Having failed to find answers within his own field of expertise to overcome this depression he decided to look outside the box and consider clinical hypnotherapy as a possible means of finding the peace and clarity that he was seeking.

We had a chat on the phone, exchanged a few more emails and agreed that hypnotherapy was a very viable route to take.    We set a date and time for him to fly into Brisbane for his treatment.

When my psychiatrist arrived he was very tense and anxious.  Apparently he had been like this since boarding his flight the evening before (dreading the possibility of the person sitting next to him striking up a conversation), during his night in a local hotel and in the taxi on his way to my clinic here in Brisbane.

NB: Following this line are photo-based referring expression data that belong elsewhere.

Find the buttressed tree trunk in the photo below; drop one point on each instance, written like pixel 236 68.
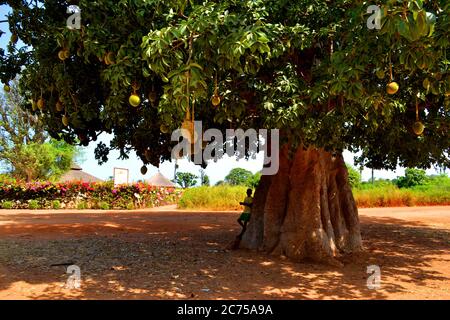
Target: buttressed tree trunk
pixel 306 210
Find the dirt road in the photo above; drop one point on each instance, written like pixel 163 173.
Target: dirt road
pixel 167 254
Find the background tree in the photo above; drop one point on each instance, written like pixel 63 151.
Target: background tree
pixel 186 179
pixel 354 176
pixel 310 68
pixel 26 151
pixel 204 178
pixel 238 176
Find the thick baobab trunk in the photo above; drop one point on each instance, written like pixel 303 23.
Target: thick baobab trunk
pixel 307 210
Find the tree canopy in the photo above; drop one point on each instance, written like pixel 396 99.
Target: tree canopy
pixel 310 68
pixel 26 152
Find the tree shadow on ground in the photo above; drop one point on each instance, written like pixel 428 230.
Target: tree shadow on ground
pixel 187 260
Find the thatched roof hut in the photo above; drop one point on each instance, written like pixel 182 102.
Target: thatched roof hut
pixel 77 174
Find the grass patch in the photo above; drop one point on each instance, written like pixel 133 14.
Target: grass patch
pixel 384 194
pixel 213 198
pixel 7 205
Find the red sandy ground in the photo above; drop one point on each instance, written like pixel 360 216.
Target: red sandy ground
pixel 169 254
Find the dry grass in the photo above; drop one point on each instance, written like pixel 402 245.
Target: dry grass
pixel 228 197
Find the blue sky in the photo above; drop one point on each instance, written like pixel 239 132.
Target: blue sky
pixel 216 171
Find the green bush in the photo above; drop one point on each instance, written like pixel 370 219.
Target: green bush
pixel 7 205
pixel 56 204
pixel 103 206
pixel 33 204
pixel 354 177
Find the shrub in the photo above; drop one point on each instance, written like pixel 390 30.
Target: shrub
pixel 354 177
pixel 7 205
pixel 33 204
pixel 81 205
pixel 56 204
pixel 103 205
pixel 71 193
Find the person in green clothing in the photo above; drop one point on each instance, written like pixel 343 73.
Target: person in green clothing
pixel 244 218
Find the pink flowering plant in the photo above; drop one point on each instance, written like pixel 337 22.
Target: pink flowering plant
pixel 82 195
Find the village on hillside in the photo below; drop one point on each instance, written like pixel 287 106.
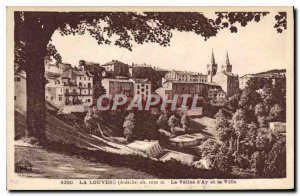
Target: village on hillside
pixel 239 124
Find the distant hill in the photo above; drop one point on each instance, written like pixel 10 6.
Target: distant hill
pixel 272 71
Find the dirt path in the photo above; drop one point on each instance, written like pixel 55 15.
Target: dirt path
pixel 52 165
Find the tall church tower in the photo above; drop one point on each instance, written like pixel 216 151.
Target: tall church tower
pixel 227 67
pixel 212 67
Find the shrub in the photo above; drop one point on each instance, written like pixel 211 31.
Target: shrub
pixel 23 166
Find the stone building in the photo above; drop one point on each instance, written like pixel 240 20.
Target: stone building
pixel 116 68
pixel 186 76
pixel 225 78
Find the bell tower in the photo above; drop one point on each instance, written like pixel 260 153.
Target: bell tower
pixel 212 67
pixel 227 67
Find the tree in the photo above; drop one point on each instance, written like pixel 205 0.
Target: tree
pixel 217 155
pixel 276 113
pixel 173 122
pixel 33 30
pixel 129 127
pixel 258 162
pixel 233 102
pixel 185 122
pixel 260 110
pixel 240 126
pixel 276 161
pixel 223 128
pixel 52 53
pixel 90 119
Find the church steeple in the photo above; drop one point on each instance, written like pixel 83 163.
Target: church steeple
pixel 212 57
pixel 227 58
pixel 212 68
pixel 227 67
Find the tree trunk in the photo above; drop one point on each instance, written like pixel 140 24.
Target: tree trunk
pixel 35 84
pixel 36 35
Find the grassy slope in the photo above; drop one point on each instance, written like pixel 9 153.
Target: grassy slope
pixel 58 130
pixel 53 165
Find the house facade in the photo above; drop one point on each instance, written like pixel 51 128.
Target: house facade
pixel 186 76
pixel 225 78
pixel 116 68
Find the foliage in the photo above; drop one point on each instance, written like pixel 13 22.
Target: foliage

He had never experienced anything like clinical hypnotherapy before, although he had researched it, of course, and was rather sceptical at it having any significant effect on something as severe as depression.  Subsequently he initially found it very difficult to move out of his logical way of thinking and even begin to relax just a little.  Eventually I made certain observations that indicated he was starting to let go and enjoy a beautiful state of hypnosis.   Wonderful!

However, this lovely man found it extremely difficult to relinquish the control of his logical mind to allow access to the area of his mind where we needed to be.  Perfectly understandable given the nature of his profession.  Eventually I suggested that he simply imagine answers to the questions that I was asking and he found this acceptable, although I knew he was doubting my reasoning behind this. That was until I reminded him that even if he was using his imagination, and it was no more than that, something had put the information into his imagination.

This was the trigger we needed to create free flow.  He was able to honour his logical mind with accepting that all his thoughts and words were filtering through his imagination whilst at the same time allowing the possibility that the content of these thoughts and words were initiated from elsewhere.

It took a while for my psychiatrist to settle into this new experience.  Once he was able to disregard all reasonable doubt it quickly became apparent where the beliefs surrounding the depression and anxiety were lying and with great understanding and acceptance together we were able to resolve them.

There had been problems of unjust behaviour with colleagues in the past and this had led to my psychiatrist to slowly build a protecting wall between not only himself and future colleagues, but people in general .  The way he was treated had caused him to second guess himself.  He was the minority – were they right and he wrong?

There was a wonderful sense of emotional release where he was able to experience that ‘ah ha’ moment that led to a powerful breakthrough.  This was when everything made sense and he was able to heal and move forward in a more balanced and happy way.

He told me afterwards that once he ‘really got into it’ he didn’t want to come’ out if it’.  He also said that as much as he had enjoyed it he felt that his experience of clinical hypnotherapy was not something that he would be sharing with his colleagues at the hospital…….

My psychiatrist emailed me when he got home to tell me that he was feeling much more happy and peaceful, he had had a great conversation with the cabbie all the way to Brisbane airport and enjoyed his return flight.